The summer brings a lot of joy and laughter, however, with it also comes many ailments. One of the diseases that can impact the whole family, especially vulnerable children, is diarrhoea.
As the paediatric surge season (PSS) gets underway, the Western Cape department of health and wellness has urged parents and caregivers to take the necessary precautions to protect all children against preventable and treatable diarrhoeal disease over the next few months.
Paediatric surge season starts in November and May every year, causing healthcare facilities to see an increase in diarrhoea and pneumonia cases among children, particularly children under the age of five, during this time.
Diarrhoea can lead to dehydration, and this can cause serious health problems. However, if a child with diarrhoea is given the proper care and treatment, he or she can recover completely in a few days.
Dangers of diarrhoea
According to the World Health Organisation, diarrhoeal disease is the second leading cause of death in children under five years old and was responsible for the deaths of 370 000 children in 2019.

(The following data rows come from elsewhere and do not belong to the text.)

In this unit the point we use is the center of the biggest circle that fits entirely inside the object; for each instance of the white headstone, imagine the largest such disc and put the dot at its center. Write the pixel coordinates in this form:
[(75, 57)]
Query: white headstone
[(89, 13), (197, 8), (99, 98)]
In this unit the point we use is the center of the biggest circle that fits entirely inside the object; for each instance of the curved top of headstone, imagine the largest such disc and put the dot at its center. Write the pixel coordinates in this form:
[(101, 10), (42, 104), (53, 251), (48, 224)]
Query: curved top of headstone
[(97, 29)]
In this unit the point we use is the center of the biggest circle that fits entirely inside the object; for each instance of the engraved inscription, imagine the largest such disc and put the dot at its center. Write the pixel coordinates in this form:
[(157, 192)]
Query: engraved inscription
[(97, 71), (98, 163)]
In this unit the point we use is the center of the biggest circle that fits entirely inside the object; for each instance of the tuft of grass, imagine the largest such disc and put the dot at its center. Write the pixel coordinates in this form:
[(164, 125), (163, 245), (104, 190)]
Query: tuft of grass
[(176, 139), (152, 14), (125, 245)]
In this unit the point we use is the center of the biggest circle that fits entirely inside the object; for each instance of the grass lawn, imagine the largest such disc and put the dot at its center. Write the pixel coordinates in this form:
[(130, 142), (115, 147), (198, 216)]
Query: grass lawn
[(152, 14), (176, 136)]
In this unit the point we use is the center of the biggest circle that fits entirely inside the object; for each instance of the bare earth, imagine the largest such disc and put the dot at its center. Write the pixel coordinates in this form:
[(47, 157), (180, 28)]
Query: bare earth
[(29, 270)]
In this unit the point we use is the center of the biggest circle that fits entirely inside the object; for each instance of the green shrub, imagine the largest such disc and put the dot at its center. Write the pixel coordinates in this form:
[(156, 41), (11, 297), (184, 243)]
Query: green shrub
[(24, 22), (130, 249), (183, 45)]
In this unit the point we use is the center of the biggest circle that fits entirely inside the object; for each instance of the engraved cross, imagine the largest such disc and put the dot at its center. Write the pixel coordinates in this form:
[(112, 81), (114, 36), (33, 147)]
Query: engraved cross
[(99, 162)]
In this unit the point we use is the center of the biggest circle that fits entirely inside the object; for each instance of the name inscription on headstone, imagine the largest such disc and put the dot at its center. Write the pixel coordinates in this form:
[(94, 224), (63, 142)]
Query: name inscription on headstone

In the northern and Tygerberg substructure, between November 2022 and May 2023, a total of 1 837 children were treated for diarrhoea in the northern health sub-district. Of these 1 837 cases of children presenting with diarrhoea, at least 113 children also had dehydration, with 21 children being severely dehydrated.
Additionally, in the Tygerberg health sub-district, a total of 4 085 children were treated for diarrhoea. Of these 4 085 cases of children, 647 also had dehydration, and 32 children were severely dehydrated.
Delray Fourie, deputy director for Comprehensive Health Services in the northern and Tygerberg substructures, encourages parents to be aware of the risks and to take precautions to protect their children during the paediatric surge season.
“Our healthcare staff are trained and equipped to support you and your children, and we have free oral rehydration solutions (ORS) available at our clinics. Various awareness campaigns take place throughout the year to educate parents and caregivers about the risks and treatment options, as well as preventative measures parents can take,” she says.
Furthermore, she advises that there are steps we can take to protect children, such as regular handwashing, where possible.
She gives the following advice:
- Due to warmer weather, food can easily spoil. This can also lead to diarrhoea and, later, dehydration. We must try to keep our hands, food, cooking utensils, and toilets clean.
- Dustbins must be closed, animal faeces collected and thrown away, and food scrapings, used nappies, and sanitary towels put into a plastic bag, knotted securely, and thrown into a dustbin. Remember to wash your hands after completing these tasks.
- The World Health Organisation also recommends exclusive breastfeeding for the first six months of life, as advantages include a lower risk of gastrointestinal infection for the baby and helping to build the immunity of the child.
- You should also ensure that your child gets the rotavirus vaccination, which is considered effective in preventing severe diarrhoea.
Check these signs
If your child gets diarrhoea, Fourie advises to check them for these signs of dehydration:
- Dry or sticky mouth;
- Does not want to accept milk feeds (breastmilk or infant formula) or eat;
- Few or no tears when crying;
- Lack of urine, or only a very small amount of dark yellow urine;
- Dry, cool skin;
- Tiredness and irritability
- Headache and stomach ache; and
“If your child shows any symptoms of dehydration or you are not sure, seek help at your nearest clinic or hospital (if after hours). Do not wait in line; go directly to the healthcare worker or reception desk and let them know your child has diarrhoea and possible dehydration,” she emphasises.
To replace the lost bodily fluids, Fourie recommends preparing an oral rehydration solution by following these steps: Using a clean 1-litre bottle Mix 1 litre of boiled and cooled water with ½ teaspoon of salt and 8 teaspoons of sugar. Mix well. Take the solution with you should you need to take your child to the clinic so that your child does not dehydrate on the way. Offer the child sips between and after every loose stool. Do not stop offering food or milk feeds.
When it becomes an emergency
She adds that it is also important to recognise the signs that your child requires immediate medical care. These signs include
- Rapid breathing. It is a symptom of pneumonia and diarrhoea;
- Chest retraction;
- If your child does not drink and/or vomits everything up;
- If your child has convulsions;
- Your child is weak and just stares into nothingness;
- There is blood in the stool; and
- Your child is very sleepy or does not want to wake up.
If your child displays these warning signs, Fourie stresses the need to seek help urgently. “Visit your nearest healthcare facility or call an ambulance on 10177 immediately.”